The method used to generate $\vec l_j$ is described below.
:tada: if pert_style is 'normal':
$l_{jx},l_{jy},l_{jz}$ are independent random variables which are subject to normal distribution with mean $\mu=0$ and variance $\sigma^2 = atom\_pert\_fraction^2/3$ .
That is:
$l_{jx},l_{jy},l_{jz} \sim N(0,atom\_pert\_fraction^2/3)$
$\Vert \vec l_{j} \Vert_2$ is the distance the atom moves, and it satisfies the following equation $\Vert \vec l_{j} \Vert_2^2=l_{jx}^2 + l_{jy}^2+l_{jz}^2$.
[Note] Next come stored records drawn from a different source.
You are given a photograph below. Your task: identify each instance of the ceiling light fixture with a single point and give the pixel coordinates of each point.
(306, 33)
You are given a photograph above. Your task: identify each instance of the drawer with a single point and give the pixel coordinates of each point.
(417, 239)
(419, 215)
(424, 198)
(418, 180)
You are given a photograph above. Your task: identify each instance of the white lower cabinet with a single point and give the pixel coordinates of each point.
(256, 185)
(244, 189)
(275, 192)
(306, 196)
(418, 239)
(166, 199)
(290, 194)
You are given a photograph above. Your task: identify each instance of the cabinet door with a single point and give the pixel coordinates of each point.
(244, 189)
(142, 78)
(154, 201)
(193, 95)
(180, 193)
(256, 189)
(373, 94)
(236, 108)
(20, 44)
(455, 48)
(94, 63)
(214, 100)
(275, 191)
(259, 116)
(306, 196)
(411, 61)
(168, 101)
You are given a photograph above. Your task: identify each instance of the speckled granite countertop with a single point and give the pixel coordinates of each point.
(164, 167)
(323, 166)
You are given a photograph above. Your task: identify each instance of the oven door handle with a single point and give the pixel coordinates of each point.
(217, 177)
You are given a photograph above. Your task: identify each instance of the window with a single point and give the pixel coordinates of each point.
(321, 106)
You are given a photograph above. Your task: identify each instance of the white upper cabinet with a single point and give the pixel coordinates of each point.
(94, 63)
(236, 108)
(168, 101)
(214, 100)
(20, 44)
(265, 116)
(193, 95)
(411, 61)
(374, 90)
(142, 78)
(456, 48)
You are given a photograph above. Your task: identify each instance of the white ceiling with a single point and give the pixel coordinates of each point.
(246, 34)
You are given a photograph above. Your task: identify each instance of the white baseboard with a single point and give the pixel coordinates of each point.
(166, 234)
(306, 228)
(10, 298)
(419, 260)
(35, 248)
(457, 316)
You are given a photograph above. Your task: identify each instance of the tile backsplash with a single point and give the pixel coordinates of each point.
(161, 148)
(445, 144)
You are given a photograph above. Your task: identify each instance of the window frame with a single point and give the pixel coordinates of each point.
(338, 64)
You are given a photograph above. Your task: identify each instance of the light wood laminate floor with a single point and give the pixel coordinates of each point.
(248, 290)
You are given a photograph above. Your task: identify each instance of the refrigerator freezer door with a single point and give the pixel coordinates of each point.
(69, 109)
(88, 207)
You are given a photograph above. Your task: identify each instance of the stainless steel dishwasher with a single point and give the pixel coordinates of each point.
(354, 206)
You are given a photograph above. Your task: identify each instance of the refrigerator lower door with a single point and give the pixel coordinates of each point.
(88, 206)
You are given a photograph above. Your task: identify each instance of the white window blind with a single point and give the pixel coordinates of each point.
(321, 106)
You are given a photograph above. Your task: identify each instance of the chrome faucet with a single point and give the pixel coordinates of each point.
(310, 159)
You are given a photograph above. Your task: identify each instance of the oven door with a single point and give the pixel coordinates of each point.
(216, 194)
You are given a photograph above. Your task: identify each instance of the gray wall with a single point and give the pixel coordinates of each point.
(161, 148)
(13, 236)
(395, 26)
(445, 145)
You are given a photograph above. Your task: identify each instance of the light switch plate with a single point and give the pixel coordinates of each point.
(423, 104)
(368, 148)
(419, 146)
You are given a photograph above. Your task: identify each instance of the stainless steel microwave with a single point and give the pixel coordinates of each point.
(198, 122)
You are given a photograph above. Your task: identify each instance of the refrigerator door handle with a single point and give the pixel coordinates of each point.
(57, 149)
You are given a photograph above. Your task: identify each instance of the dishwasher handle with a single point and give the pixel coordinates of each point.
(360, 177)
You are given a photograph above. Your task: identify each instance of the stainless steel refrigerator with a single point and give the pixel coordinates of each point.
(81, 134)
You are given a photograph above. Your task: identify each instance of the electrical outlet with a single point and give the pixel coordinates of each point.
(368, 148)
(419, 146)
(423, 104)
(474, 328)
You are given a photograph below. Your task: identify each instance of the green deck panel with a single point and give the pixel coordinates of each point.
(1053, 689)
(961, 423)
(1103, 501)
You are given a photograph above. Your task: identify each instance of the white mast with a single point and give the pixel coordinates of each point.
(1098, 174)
$3\Vert \vec l_{j} \Vert_2^2/atom\_pert\_fraction^2$ will be object to the chi-square distribution with 3 degrees of freedom. That is:
$\frac{3\Vert \vec l_{j} \Vert_2^2}{atom\_pert\_fraction^2} \sim \chi(3)$
The expectation value of $\Vert \vec l_{j} \Vert_2$ will be `atom_pert_fraction` .That is:
$E(\Vert \vec l_{j} \Vert_2)=atom\_pert\_fraction$
:tada: if pert_style is 'uniform':
$\vec l_{j}$ will be a vector point to a random point inside a 3D unit sphere and its internal space.
That is:
$\{ \vec l_{j} \in \mathbb{R^3} | \Vert \vec l_{j} \Vert_2 \leq atom\_pert\_fraction \}$.
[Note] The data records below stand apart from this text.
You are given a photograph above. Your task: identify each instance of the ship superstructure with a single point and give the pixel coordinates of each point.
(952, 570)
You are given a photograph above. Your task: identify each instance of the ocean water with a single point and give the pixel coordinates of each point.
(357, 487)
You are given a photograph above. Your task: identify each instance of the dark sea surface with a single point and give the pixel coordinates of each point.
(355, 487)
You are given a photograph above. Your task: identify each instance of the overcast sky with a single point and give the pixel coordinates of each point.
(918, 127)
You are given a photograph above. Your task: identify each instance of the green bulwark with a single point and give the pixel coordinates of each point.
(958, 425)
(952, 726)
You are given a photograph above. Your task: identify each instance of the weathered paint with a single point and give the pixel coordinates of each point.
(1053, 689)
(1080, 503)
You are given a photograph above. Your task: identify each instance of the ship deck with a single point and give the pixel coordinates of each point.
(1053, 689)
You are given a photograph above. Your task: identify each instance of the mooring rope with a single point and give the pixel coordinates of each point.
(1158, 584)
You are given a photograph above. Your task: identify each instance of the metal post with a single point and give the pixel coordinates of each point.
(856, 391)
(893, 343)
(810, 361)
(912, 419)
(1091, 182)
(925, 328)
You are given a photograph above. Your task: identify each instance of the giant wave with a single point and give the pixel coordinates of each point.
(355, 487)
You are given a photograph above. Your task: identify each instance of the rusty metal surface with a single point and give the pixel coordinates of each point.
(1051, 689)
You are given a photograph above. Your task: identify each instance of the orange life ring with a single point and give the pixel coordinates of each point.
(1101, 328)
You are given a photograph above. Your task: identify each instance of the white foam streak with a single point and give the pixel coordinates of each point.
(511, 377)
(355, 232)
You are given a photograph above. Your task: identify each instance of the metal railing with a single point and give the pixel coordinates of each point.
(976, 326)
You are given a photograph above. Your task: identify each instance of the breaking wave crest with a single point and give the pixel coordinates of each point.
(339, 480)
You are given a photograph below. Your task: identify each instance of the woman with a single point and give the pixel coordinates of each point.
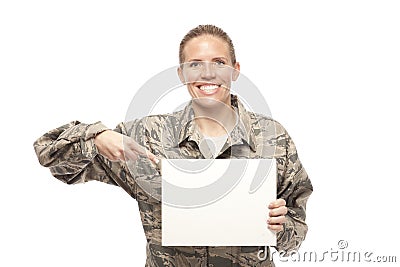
(79, 152)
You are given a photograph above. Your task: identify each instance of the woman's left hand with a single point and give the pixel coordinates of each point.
(277, 212)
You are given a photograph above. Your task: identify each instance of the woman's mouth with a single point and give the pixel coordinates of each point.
(208, 88)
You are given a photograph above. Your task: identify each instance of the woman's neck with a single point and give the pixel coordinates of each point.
(214, 120)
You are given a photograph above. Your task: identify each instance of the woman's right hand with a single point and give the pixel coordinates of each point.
(118, 147)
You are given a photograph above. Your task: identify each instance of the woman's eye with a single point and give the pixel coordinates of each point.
(194, 64)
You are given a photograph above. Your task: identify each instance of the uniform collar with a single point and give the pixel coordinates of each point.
(242, 133)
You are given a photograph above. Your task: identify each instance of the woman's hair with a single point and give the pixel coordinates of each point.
(207, 30)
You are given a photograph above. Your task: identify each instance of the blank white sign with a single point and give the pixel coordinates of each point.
(221, 202)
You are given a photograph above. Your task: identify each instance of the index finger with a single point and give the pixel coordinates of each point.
(277, 203)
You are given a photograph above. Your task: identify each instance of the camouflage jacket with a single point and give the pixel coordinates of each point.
(70, 153)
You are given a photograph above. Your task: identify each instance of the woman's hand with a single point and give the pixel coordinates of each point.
(277, 212)
(116, 146)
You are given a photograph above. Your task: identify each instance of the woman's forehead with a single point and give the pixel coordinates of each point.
(206, 45)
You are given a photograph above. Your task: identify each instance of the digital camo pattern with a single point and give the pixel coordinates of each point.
(72, 157)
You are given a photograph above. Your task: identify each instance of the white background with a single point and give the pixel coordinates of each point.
(328, 69)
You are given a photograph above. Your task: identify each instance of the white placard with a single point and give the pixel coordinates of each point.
(221, 202)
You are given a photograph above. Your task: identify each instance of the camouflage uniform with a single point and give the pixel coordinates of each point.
(70, 153)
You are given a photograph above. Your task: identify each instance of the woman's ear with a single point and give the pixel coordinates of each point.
(236, 71)
(180, 74)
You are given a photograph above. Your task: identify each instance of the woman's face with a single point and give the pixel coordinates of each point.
(208, 69)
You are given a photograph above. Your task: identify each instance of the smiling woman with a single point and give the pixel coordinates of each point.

The point is chosen with equal probability. That means for arbitrary two subsets of the 3D sphere and its internal space $\{(x,y,z)|x,y,z\in\mathbb{R},x^2+y^2+z^2\leq atom\_pert\_fraction^2\}$, if the 'volume' of the subsets are equal, the probability that the random point is in them are equal.
The following method is used to generate such $\vec l_{j}$.
random direction of equal probability
>let $\vec x$ become a 3 dimension standard normal distribution. That is
$\vec x=(x_1,x_2,x_3), x_i(i\in\{1,2,3\})\ are\ independent.$
$x_i \sim N(0,1)$
and
$\vec l_{j,unit\_surface}=\vec x /\Vert \vec x \Vert_2$
Now $\vec l_{j,unit\_surface}$ point to a point located at the surface of the 3D unit sphere.
random point of equal probability
> let $u$ become a random variable which is object to the uniform on interval [0,1]. That is:
$u \sim U(0,1)$
and define $v$ as the 3th root of $u$ (because it is 3 dimension), That is:
$v\equiv u^{1/3}$
Then the target vector $\vec l_{j}$ is
$\vec l_{j}=atom\_pert\_fraction \cdot v \cdot \vec l_{j,unit\_surface}$
:tada: if pert_style is 'const':
$\vec l_j \equiv atom\_pert\_fraction \cdot \vec l_{j,unit\_surface}$
The definition of $\vec l_{j,unit\_surface}$ is described in detail above.
and it is obvious that
$\Vert \vec l_{j} \Vert_2=atom\_pert\_fraction$
#### 2. atom moves according to $\vec l_{j}$
---
After the $\vec l_j$ generated, the atom coordinates disturbed $\vec {r_{jd,disturbed}}$ will become
$\vec {r_{jd,disturbed}}=\vec r_{jd}+\vec l_{j} B_d$
$B_d$ is the box matrix after deformatiion, described in first step
$\vec r_{jd}$ is the coordinate of atom j after deformatiion, described in first step.
## the results the method System.perturb() return
---
At the beginning, dpdata will create an empty system.
```python
perturbed_system = System()
```
After every single perturbed frame is generated, it will be appended to the `perturbed_system`.
perturbed_system will contain `pert_num * frames of the input system` frames.
$B_d$ will be used as the final box matrix in the perturbed frame(that is `System.data['cells'][0]`)
$\vec {r_{jd,disturbed}}$ will be used as the final coordinates in the perturbed frame (that is `System.data['coords'][0][j]`)
> note: 0 means the index of the frame, j means atom index,
Finally dpdata will return `perturbed_system` as results.